Sorry about that; it didn't even cross my mind. However, it's not really clear what will and will not break external tools. Is https the main thing you're concerned about when changed, or are there other things?

Well, this time it was the HTTPS change. The update from Jgriffin for pulsetranslator made it work again. What I think could be helpful is to make an announcement in the future and cc the tools list, so people working on different tools for automation are aware of upcoming changes, which might break the current workflow.
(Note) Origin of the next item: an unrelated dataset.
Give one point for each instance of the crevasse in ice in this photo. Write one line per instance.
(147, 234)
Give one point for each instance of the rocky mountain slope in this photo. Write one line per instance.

(In reply to Henrik Skupin (:whimboo) from comment #82) > Well, this time it was the HTTPS change. The update from Jgriffin for > pulsetranslator made it work again. What I think could be helpful is to make > an announcement in the future and cc the tools list, so people working on > different tools for automation are aware of upcoming changes, which might > break the current workflow. In this particular case we were working quickly to fix tree closing issues. There was a blog post made on the 5th though: http://atlee.ca/blog/posts/aws-networks-and-burning-trees.html

This appears to have also broken Telemetry submissions since it bubbled up into the Telemetry Payload via the HISTOGRAMS_FILE_VERSION constant (which in turn comes from the "getSourceRepo" function in config/makefiles/rcs.mk) It might be worth checking other uses of getSourceRepo to see if it's likely to cause any other problems, as well as possibly updating the comment in rcs.mk to indicate that the URI can be https.

Unassigning, should someone want to take this bug while I'm out. Aiui we need to land post_upload.py again once we deal with the blocking bugs.